Entretien conduit par Grégory Rateau

Pour cette poétesse aussi critique littéraire, la poésie est un cri, une déflagration. Passionnée de Patti Smith, de Cendrars ou encore de Artaud, Murielle ne fait aucune concession dans son travail d’écriture. Elle dirige la collection « Présences d’écriture » des éditions Douro.

G.R : Dans vos poèmes hommages à Artaud Alchimiste du soleil pulvérisé vous écrivez :

Cloaque-langue de mots dits de l’Écrouloir
où tombe la langue, s’effondre le sens
pour que ressurgisse de l’agonie, des espoirs
cloués
aux faux soleils, aux fausses fenêtres de
l’effondrement
la verticale
de
l’Être

Parlez-nous du sens que la poésie donne encore à votre vie et celui que vous essayez de communiquer, voire plutôt d’insuffler à celles et ceux qui vous liront ?

Murielle Compère-Demarcy : Si je pouvais insuffler un élan à d’autres au contact de mes textes, ce serait de voir/entendre ces textes incarner sur une scène qui, certes, est l’espace-temps de la représentation, mais la dimension où la colonne d’air du corps ingérant/mastiquant/vociférant le texte donne sa chair au Langage.A vrai dire, l’on n’y pense pas lorsqu’on écrit. Ça s’écrit, ça s’exprime, comme le cours fluvial inexorablement en route vers la mer où, tout se joue au lieu-dit du mascaret. Ou du travail des vagues sur la Falaise du Dire, friable, parfois attaquée de justesse.

La poésie est une expérience viscérale d’où l’on ne revient pas tout à fait indemne, si l’on peut en revenir.
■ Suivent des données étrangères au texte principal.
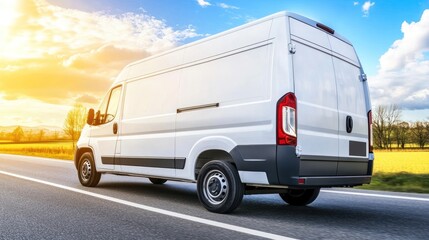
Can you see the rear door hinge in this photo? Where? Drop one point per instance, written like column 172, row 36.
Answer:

Voix incantatoire, au chant chamanique pouvant monter jusqu’à la transe et qui par l’ivresse sonore et sémantique du Langage, désarticule le Verbe même, ne le laisse pas en paix ni l’état émotionnel intact. Expérience éprouvante qui se communique si l’expérience des limites est consentie, ressentie, accueillie. Si celui ou celle qui la profère parvient aussi à faire et voir coïncider ce qui se trame et ce qui, se disant, croit ou tente de provoquer une sorte de turbulence. Je ne cherche pas à « faire poème », cela se fait comme d’un cri régénérant sa décharge ou sa force de frappe à chaque envoi. Cela trébuche et ricoche. Où finit la ligne fracassée, en pointillés, du galet qui ricoche ? qui le sait ?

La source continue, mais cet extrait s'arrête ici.